Using a Pomodoro app is a great idea, as the app will automatically tell you when each interval ends. However, to really make this technique work effectively for you, it’s important that you cut down distractions. To do this, you need to focus on your work without taking a break every 10-15 seconds to glance around the room or to stretch your legs.
You can do that after every interval. This also means not flitting randomly through YouTube videos or fidgeting around with a pen on your desk. For the next 25 minutes, your attention should be reserved for only one thing: work.
3. Note Down Important Distractions
In a dynamic work environment, your colleagues will approach you from time to time for important requests or information. When you are using the Pomodoro technique, you can’t answer them right away. However, that doesn’t mean that you should shun their requests completely.
Instead, what you can do is to make a note of all the important distractions. Just write down the person’s name, or the task, and then during your breaks, you can follow up with them about their original query. An effective employee knows how to manage both the work and social aspects of their job, so it’s important you learn how to do this.
It won’t take long before your colleagues realize your new routine, and will begin to approach you during your breaks.
4. Break Down Bigger Tasks the Right Way
It’s obvious that not all of your office tasks can be completed in 25-minute intervals. Some might require you to consult, or work with, another colleague. You’ll have to factor that into each Pomodoro as well. Break down your tasks in a way so that you can collaborate with a colleague in one interval, and do your own work in the next.
That will help reduce the potential for needless communication and ensure that you remain focused on completing your work quickly. Depending upon the nature of the task, you need to figure out how to properly divide it into intervals. A task management app is a suitable option for these purposes.
5. Take a Proper Break After Every Four Cycles
This is very important. You need to take a proper break after every four cycles and let yourself loose. This means get off your chair and take a walkabout. You can have a coffee or something, or meet with a colleague and talk about something else. You can even do lunch if you want.

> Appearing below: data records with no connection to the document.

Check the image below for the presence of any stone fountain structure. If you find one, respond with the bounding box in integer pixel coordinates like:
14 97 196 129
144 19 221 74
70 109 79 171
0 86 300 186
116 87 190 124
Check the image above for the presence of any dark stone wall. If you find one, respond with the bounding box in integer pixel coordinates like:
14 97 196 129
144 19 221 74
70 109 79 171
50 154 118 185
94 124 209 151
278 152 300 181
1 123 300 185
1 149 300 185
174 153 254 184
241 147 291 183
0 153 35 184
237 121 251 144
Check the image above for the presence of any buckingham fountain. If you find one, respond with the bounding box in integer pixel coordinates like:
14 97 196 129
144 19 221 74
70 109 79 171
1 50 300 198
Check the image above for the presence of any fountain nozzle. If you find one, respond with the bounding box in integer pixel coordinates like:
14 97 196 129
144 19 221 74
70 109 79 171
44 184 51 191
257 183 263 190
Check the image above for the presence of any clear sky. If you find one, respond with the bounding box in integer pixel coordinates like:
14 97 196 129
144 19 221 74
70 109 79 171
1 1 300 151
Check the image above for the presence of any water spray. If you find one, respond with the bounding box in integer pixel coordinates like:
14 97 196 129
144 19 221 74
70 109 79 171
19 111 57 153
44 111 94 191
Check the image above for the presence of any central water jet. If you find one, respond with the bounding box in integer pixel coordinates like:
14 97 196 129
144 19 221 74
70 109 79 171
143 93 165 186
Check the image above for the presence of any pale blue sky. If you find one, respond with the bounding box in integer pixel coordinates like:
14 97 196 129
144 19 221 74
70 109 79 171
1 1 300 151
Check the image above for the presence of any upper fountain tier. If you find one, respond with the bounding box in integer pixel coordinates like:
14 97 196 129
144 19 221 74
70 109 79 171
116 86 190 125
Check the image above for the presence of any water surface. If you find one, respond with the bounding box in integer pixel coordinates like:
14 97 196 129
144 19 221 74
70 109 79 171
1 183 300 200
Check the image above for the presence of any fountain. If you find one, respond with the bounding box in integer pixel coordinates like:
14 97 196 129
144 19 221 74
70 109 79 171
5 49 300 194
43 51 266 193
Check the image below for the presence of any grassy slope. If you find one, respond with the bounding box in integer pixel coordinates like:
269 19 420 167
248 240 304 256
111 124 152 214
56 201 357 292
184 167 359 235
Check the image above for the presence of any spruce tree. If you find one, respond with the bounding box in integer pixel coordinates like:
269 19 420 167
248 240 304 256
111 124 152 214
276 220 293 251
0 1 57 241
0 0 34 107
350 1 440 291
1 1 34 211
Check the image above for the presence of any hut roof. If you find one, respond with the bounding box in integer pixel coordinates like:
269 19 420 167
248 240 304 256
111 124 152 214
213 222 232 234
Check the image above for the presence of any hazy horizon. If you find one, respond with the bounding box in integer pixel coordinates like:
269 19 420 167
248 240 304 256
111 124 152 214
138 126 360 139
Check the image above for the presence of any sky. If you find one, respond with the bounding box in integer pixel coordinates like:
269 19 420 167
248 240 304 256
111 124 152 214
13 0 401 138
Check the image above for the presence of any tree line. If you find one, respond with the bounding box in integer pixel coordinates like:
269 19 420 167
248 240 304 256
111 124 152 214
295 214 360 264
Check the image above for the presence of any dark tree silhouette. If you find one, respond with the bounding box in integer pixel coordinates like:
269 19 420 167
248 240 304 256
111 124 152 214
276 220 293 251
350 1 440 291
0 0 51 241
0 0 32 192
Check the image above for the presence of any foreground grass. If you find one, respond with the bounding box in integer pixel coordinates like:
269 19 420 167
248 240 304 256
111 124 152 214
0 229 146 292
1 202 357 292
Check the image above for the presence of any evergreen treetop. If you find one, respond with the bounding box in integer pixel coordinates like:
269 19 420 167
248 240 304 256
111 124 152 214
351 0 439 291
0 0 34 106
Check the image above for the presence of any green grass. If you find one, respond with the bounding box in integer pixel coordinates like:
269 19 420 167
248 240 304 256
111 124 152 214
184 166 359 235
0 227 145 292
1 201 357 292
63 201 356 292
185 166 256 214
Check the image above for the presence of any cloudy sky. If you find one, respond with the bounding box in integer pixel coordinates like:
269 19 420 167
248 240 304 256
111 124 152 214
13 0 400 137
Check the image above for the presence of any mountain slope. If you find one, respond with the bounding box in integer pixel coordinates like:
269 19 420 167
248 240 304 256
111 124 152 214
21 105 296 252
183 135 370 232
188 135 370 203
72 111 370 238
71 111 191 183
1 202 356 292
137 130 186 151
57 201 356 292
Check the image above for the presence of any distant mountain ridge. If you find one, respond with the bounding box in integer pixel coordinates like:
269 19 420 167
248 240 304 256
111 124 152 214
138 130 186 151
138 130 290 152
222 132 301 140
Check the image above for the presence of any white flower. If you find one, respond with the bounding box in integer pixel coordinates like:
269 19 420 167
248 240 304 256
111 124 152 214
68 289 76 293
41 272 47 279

Don’t talk about work during your break at all. Try to get your mind as far from work as possible so that you can really relax. If you are thinking about work during your break too, what’s the point of taking one?
Overcoming Procrastination Is Difficult, But Not Impossible
The Pomodoro technique is just one of the many techniques that you can use to overcome procrastination. But, it’s not the only one.
If you think the Pomodoro technique doesn’t work for you, there’s also the five-minute rule that you can use to work more effectively.